That's all fine and dandy, but conceptually it's wrong to say the average of an array is 0, and can and will lead to wrong results in a variety of cases. I'm sure you can think of a lot of these cases yourself. I think in the history of computer science we programmers have found that there are a lot of convenience shortcuts that make sense in a lot of cases but bite our asses in other. Implicit is fast and fun, but it's nice to have your seatbelt on when the car crashes. Going back to the average case, if you want an average function that returns 0 on empty arrays, fine. But that's not the average function, and you shouldn't call it that way, and names matter, you should call it averageOrZero or something like that.

mlthoughts2018 · on Aug 11, 2018

Why is it conceptually wrong to say the average of an empty array is zero? My undergrad degree is in pure math and my grad degree is in mathematical statistics and I’ve never heard an idea like saying the mean of an empty array is zero is “conceptually wrong.”

You bring up the history of CS, but even there you have debates about what convention to use for defining 1/0 for function totality and theorem provers.

There’s no aspect of pure math derivation of number systems on up through vector spaces that definitively makes a zero mean for an empty array ill-defined. Whatever choice you make, positive infinity, undefined, 0, or any finite values, etc., any such choice is purely down to convention that depends precisely on your use case.

drb91 · on Aug 12, 2018

> Why is it conceptually wrong to say the average of an empty array is zero?
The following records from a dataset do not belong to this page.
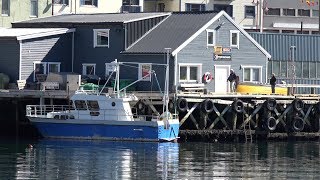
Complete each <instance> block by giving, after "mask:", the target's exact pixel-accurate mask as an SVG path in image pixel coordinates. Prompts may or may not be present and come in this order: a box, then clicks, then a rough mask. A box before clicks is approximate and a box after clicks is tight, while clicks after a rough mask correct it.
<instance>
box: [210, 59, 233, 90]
mask: <svg viewBox="0 0 320 180" xmlns="http://www.w3.org/2000/svg"><path fill="white" fill-rule="evenodd" d="M229 71H230V66H229V65H215V66H214V77H215V78H214V92H216V93H227V92H228V82H227V79H228V76H229Z"/></svg>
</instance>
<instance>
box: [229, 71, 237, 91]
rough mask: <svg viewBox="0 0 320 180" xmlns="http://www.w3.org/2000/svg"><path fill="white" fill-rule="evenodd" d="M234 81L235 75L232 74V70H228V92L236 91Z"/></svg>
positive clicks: (234, 79) (235, 78) (235, 74)
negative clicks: (229, 89)
mask: <svg viewBox="0 0 320 180" xmlns="http://www.w3.org/2000/svg"><path fill="white" fill-rule="evenodd" d="M236 79H237V75H236V74H235V73H234V71H233V69H231V70H230V75H229V77H228V81H230V91H231V92H235V90H236Z"/></svg>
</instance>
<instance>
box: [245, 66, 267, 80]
mask: <svg viewBox="0 0 320 180" xmlns="http://www.w3.org/2000/svg"><path fill="white" fill-rule="evenodd" d="M243 81H244V82H257V83H258V82H261V81H262V67H261V66H243Z"/></svg>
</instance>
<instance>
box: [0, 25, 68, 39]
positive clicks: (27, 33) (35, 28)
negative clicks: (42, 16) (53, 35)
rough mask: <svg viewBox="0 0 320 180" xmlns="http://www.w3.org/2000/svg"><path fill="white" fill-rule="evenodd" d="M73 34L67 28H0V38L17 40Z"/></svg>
mask: <svg viewBox="0 0 320 180" xmlns="http://www.w3.org/2000/svg"><path fill="white" fill-rule="evenodd" d="M68 32H74V29H68V28H0V38H8V37H11V38H17V40H24V39H31V38H37V37H45V36H51V35H57V34H64V33H68Z"/></svg>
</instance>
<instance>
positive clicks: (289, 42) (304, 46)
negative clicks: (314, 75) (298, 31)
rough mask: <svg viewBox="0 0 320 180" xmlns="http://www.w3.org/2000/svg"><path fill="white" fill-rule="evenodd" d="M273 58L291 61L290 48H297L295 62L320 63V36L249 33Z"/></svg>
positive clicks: (273, 59) (317, 35) (277, 33)
mask: <svg viewBox="0 0 320 180" xmlns="http://www.w3.org/2000/svg"><path fill="white" fill-rule="evenodd" d="M249 34H250V35H251V36H252V37H253V38H254V39H255V40H256V41H257V42H258V43H259V44H261V46H262V47H264V49H266V50H267V51H268V52H269V53H270V54H271V56H272V58H271V60H280V61H288V60H291V56H290V47H291V46H295V47H296V49H295V56H294V59H295V61H317V62H320V36H319V35H304V34H284V33H277V34H276V33H249Z"/></svg>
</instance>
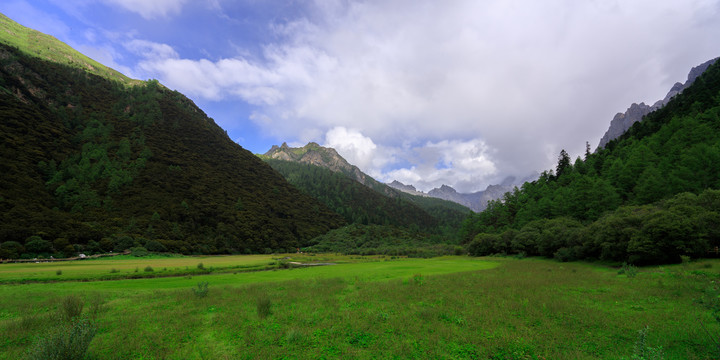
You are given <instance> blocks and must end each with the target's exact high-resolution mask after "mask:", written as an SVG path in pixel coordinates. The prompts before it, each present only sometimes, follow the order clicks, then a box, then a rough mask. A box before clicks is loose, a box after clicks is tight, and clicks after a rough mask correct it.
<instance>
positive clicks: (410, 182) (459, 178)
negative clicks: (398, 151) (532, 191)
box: [382, 139, 498, 192]
mask: <svg viewBox="0 0 720 360" xmlns="http://www.w3.org/2000/svg"><path fill="white" fill-rule="evenodd" d="M408 153H412V154H415V156H416V158H415V159H413V160H414V161H413V163H414V164H418V165H414V166H411V167H408V168H400V169H395V170H392V171H389V172H387V173H385V174H383V175H382V178H383V180H385V181H387V182H389V181H392V180H398V181H400V182H402V183H405V184H413V185H414V186H415V187H416V188H418V189H419V190H422V191H428V190H431V189H433V188H436V187H440V186H441V185H443V184H449V185H452V186H453V187H454V188H455V189H456V190H458V191H460V192H474V191H477V190H479V189H478V188H477V187H478V184H487V183H489V182H491V181H492V180H496V177H497V175H498V174H497V167H496V166H495V163H494V162H493V159H492V153H493V151H492V150H491V149H490V148H489V147H488V146H487V144H485V142H484V141H482V140H479V139H475V140H469V141H459V140H443V141H440V142H436V143H433V142H428V143H426V144H424V145H423V146H418V147H416V148H414V149H412V151H410V152H408V151H405V152H404V155H405V154H408ZM496 181H498V180H496Z"/></svg>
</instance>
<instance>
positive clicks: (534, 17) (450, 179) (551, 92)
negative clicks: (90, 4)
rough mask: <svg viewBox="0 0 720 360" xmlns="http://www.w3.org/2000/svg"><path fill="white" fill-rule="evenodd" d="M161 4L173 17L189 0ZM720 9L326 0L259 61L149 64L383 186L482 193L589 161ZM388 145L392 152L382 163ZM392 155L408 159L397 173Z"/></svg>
mask: <svg viewBox="0 0 720 360" xmlns="http://www.w3.org/2000/svg"><path fill="white" fill-rule="evenodd" d="M113 1H118V2H119V1H120V0H113ZM123 3H126V4H129V3H131V2H126V1H124V2H123ZM138 3H139V1H138ZM170 3H172V4H175V5H176V7H172V6H170V5H167V4H170ZM163 4H165V8H166V9H167V10H166V13H167V12H170V11H179V10H174V9H176V8H179V6H181V5H182V2H164V3H163ZM148 6H150V5H148ZM153 6H154V5H153ZM158 6H160V5H158ZM718 8H719V7H718V1H716V0H713V1H711V0H690V1H684V2H677V1H670V0H668V1H657V0H653V1H650V0H640V1H633V2H596V1H576V0H552V1H545V2H537V1H532V0H521V1H512V2H508V1H502V0H491V1H474V0H458V1H452V2H437V1H431V0H420V1H418V0H400V1H391V2H388V1H379V0H378V1H363V2H327V1H317V2H315V3H310V4H309V5H308V9H307V11H304V12H298V13H302V14H305V15H303V17H300V18H296V19H290V20H289V21H283V22H282V23H273V24H271V25H270V26H269V28H270V29H271V31H273V32H274V33H275V35H276V41H275V42H273V43H268V44H265V46H264V47H263V51H262V54H260V55H258V56H255V57H249V56H238V57H235V58H227V59H220V60H207V59H200V60H191V59H180V58H177V56H174V55H176V54H173V53H172V52H170V51H166V52H163V51H164V50H163V48H160V49H159V50H150V51H157V52H158V53H159V54H161V55H163V56H160V57H155V58H147V59H145V60H144V61H142V62H141V63H140V64H139V69H140V70H142V71H143V72H145V73H149V74H155V77H157V78H159V79H160V80H161V81H162V82H163V83H165V84H167V85H168V86H170V87H175V88H177V89H179V90H181V91H183V92H187V93H189V94H191V95H197V96H202V97H204V98H206V99H214V100H220V99H227V98H228V97H232V96H235V97H237V98H240V99H242V100H244V101H246V102H248V103H250V104H254V105H256V106H257V109H256V112H255V113H254V115H253V117H252V118H253V119H255V122H256V125H257V126H259V127H261V128H262V129H264V131H265V132H266V133H267V134H270V135H272V136H274V137H276V138H278V139H284V140H287V141H293V139H294V140H296V141H301V142H306V141H322V137H323V136H324V137H325V141H326V143H327V144H328V145H335V146H336V147H338V149H339V150H341V149H342V152H341V154H343V155H344V156H347V157H348V158H351V159H353V161H355V163H356V164H357V165H358V166H360V167H361V168H362V169H363V170H365V171H366V172H368V173H370V174H379V177H381V178H383V179H389V180H392V179H390V177H392V176H395V177H396V178H397V179H398V180H402V179H405V180H406V181H407V182H409V183H413V184H415V185H416V186H418V188H421V189H424V190H427V189H428V187H430V188H431V187H434V186H439V185H440V184H442V183H445V184H450V185H453V186H456V187H460V188H462V189H463V190H464V191H476V190H481V189H484V188H485V187H486V186H487V185H488V184H489V183H492V182H495V181H500V180H502V178H503V177H504V176H507V175H519V176H523V175H525V174H528V173H530V172H533V171H535V170H544V169H548V168H552V167H553V166H554V162H555V161H556V159H557V154H558V153H559V151H560V149H561V148H565V149H567V150H568V151H569V152H570V154H571V155H579V154H581V153H582V152H583V151H584V148H585V142H586V141H590V143H591V144H593V145H594V144H597V141H598V140H599V138H600V137H601V136H602V134H603V132H604V131H605V129H606V128H607V126H608V124H609V121H610V119H611V118H612V116H613V115H614V114H615V113H616V112H618V111H623V110H624V109H625V108H627V106H629V105H630V104H631V103H632V102H639V101H645V102H653V101H655V100H657V99H660V98H662V97H663V96H664V93H665V92H666V91H667V90H668V89H669V87H670V86H671V85H672V83H674V82H675V81H682V80H684V78H685V76H686V74H687V71H688V70H689V69H690V67H691V66H694V65H697V64H699V63H701V62H703V61H705V60H707V59H709V58H712V57H714V56H717V55H718V52H719V51H718V50H719V49H718V47H717V41H716V38H717V35H718V34H720V23H719V22H717V21H715V20H714V19H717V16H718ZM146 11H150V10H146ZM149 13H152V12H149ZM153 14H155V13H153ZM151 49H155V48H151ZM165 50H167V49H165ZM373 146H375V147H374V148H373ZM363 147H369V148H368V150H366V149H364V148H363ZM380 149H382V151H380ZM380 153H385V154H391V155H389V156H387V155H386V156H384V157H383V160H382V161H379V162H374V161H370V160H369V158H370V155H369V154H374V155H377V154H380ZM393 162H396V163H398V164H402V165H399V166H400V168H399V169H398V168H396V169H394V171H393V170H392V169H389V168H388V166H389V165H390V164H392V163H393ZM408 164H410V165H408ZM438 164H439V165H438ZM406 165H407V166H406Z"/></svg>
It’s not conceptually wrong, it just means the “mean” you’re referring to calculates a different value than the “mean” we’re taught in school. So, underlying assumptions about the differences in “mean” should be communicated where it’s used.

mlthoughts2018 · on Aug 12, 2018

Sure, I agree they should be communicated. Like, in the docs for “standard” mean functions, and not pushed into “specialized” mean functions, since needing this particular convention is not remotely special, and is rudimentary and expected in 99% of linear algebra and data analytics work, which are the largest drivers of these types of statistical functions.